August 08, 2007

Gratuitous Domestic Posting - "Danger, Will Robinson!" Edition


The nine year old has started asking questions about, ah, feminine matters. When given a very general and matter-of-fact explanation by the Missus, she dismissed the whole business as "gross". When she repeated this observation to me last evening, I assured her that she had a few years to go before she had to start worrying about it, and that it was a perfectly ordinary part of growing up.

I think we're safe for the moment. However, I take these inquiries to be the first faint mutterings of thunder coming down the wind, heralding the storm that is going to descend on Orgle Manor before we know it.

I am so not ready for this.

Posted by Robert at August 8, 2007 10:18 AM | TrackBack

If I had been in Robbo's place:

"Mommy, why did daddy run to the back yard?"

"He's just going to commit suicide, dear."

Posted by: Hucbald at August 8, 2007 09:29 AM

Even when you are ready for're not ready for it.

Posted by: Mike at August 8, 2007 10:06 AM

Fear not. I said "gross" too. But now I say, well, you can guess what I might say...

Posted by: Mrs. Peperium at August 8, 2007 10:21 AM

Gee, my mom just handed me a book. And I couldn't figure out how things fit together to make a baby.


And then there was that whole confusion with all those "m" words.

Posted by: GroovyVic at August 8, 2007 01:19 PM

Girls ages 14 thru 16 ...

Parents and siblings will abandon all hope and live lives of utter despair.

Posted by: quasimodo at August 8, 2007 01:20 PM

Thank God I have only sons.....

Posted by: kmr at August 8, 2007 02:37 PM

A friend of mine explained it to his 11 yr old son while they were hiking in the Huasteca region of Mexico. He asked his son if he had any thoughts or questions.

"How do you keep from laughing?" was his cherub-honest reply.


Posted by: Joan of Argghh! at August 8, 2007 06:25 PM

Robbo, hold on to your hat. According to those people who are always saying stuff, girls are maturing much earlier now than they used to. My granddaughter just turned 11, and she already has a figure and... other stuff. Makes me want to cry every time I look at her. Then I look around at the boys looking at her and I get the unbelievable desire to find a gun.

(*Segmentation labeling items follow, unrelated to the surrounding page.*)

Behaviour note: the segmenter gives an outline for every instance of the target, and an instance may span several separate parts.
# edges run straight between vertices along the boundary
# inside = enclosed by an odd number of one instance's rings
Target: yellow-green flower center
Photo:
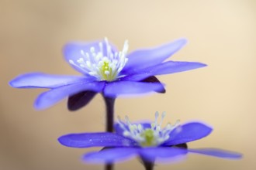
[[[142,146],[152,146],[154,144],[154,131],[152,129],[146,129],[141,134],[145,140],[140,143]]]
[[[119,118],[119,124],[123,130],[123,136],[132,138],[136,141],[141,147],[157,146],[169,138],[170,133],[177,128],[178,121],[175,124],[170,123],[164,128],[161,128],[161,124],[165,116],[165,112],[162,114],[161,120],[157,123],[159,114],[156,112],[155,121],[151,124],[150,128],[144,128],[141,124],[132,124],[126,117],[126,124]]]

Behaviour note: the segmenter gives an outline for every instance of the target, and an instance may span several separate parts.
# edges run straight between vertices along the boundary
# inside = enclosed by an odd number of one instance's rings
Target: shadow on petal
[[[70,96],[67,100],[67,108],[71,111],[77,110],[90,103],[97,92],[82,91]]]

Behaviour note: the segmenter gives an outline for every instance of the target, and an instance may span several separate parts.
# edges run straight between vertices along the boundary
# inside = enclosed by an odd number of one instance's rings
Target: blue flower
[[[9,84],[16,88],[47,88],[35,101],[36,109],[47,108],[69,97],[70,105],[79,100],[81,106],[97,93],[115,98],[119,95],[164,92],[155,75],[169,74],[205,66],[196,62],[166,61],[186,42],[178,39],[163,46],[128,53],[128,42],[118,51],[104,40],[83,43],[71,42],[64,48],[65,60],[82,76],[60,76],[30,73],[19,76]],[[78,104],[78,105],[79,105]],[[71,107],[72,107],[72,106]]]
[[[188,153],[197,153],[223,158],[240,158],[241,155],[216,148],[190,149],[186,143],[201,139],[212,131],[208,125],[199,122],[189,122],[180,125],[170,123],[161,128],[162,114],[157,123],[158,113],[152,124],[132,124],[121,121],[116,124],[116,133],[83,133],[61,136],[58,141],[63,145],[72,148],[105,147],[100,151],[85,154],[83,160],[95,163],[112,163],[133,156],[144,161],[154,162],[170,160]]]

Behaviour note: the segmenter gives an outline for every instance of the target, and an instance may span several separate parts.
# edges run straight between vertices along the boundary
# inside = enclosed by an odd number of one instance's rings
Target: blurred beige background
[[[71,132],[104,130],[100,95],[77,111],[67,100],[41,111],[33,107],[43,90],[17,90],[8,82],[19,74],[40,71],[78,74],[65,63],[61,48],[71,40],[108,36],[130,51],[185,37],[189,44],[172,60],[200,61],[209,66],[159,76],[165,94],[118,99],[116,115],[165,123],[201,120],[213,133],[189,144],[244,153],[230,161],[191,155],[186,161],[155,169],[254,169],[256,168],[256,2],[216,1],[0,1],[0,169],[102,169],[81,155],[91,149],[61,146],[57,138]],[[143,169],[137,159],[116,169]]]

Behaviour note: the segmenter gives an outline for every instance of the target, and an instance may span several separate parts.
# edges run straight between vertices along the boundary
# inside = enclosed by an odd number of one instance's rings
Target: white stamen
[[[123,50],[116,52],[107,38],[92,46],[89,50],[80,50],[81,57],[69,63],[85,74],[95,76],[98,80],[113,81],[125,75],[120,72],[127,63],[128,41],[123,44]]]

Posted by: Denise at August 8, 2007 10:19 PM

My 14-year old niece moved in with us at the post headquarters, located amidst the vast real estate holdings which comprise Fort LMC. My bride, the post chief of staff and Final Authority on All Matter Concerning Popular Culture, now has a teenager, the four year old and the two year old. Yours truly follows it all via webcam and e-mail from the Middle East.

Posted by: LMC at August 9, 2007 03:11 AM

I'm with Denise. My greatest fear of being father to a daughter is that I would SURELY become a serial killer by the time she reached puberty. I would simply shoot dead every pimply faced boy who came sniffing around. Why? because I was a pimply faced boy once, and I know EXACTLY HOW THEY THINK.

Posted by: Hucbald at August 9, 2007 07:52 AM

B'lieve me - I've been working on my "boys are scum" speech ever since the day the gel was born. Also my quick draw.

Posted by: Robbo the LB at August 9, 2007 09:06 AM

You might want to add lifts to your repertoire; you have to look imposing, and just a little psycho. The boys dating my sisters feared coming to our front door, for good reason. Still makes me shudder, and Dad's been gone since before I hit the dating scene.

Posted by: tee bee at August 9, 2007 11:02 AM

When I was in high school, I dated a girl whose lawyer father stood well over six feet tall, and despite his friendly demeanor, he scared the hell out of me. My statements always started with "Mr" and ended with "Sir".

One of my scariest moments was the time I had to return the keys to a car I'd borrowed, that he didn't want to be used, plus the parking brake handle I had accidently pulled off. I was later told I looked like I didn't know whether to scream or sh*t.

If I ran into him now, after more than twenty years, he would still be friendly, and I would still address him as "Sir".

If I had daughters, that's the effect I would strive to have.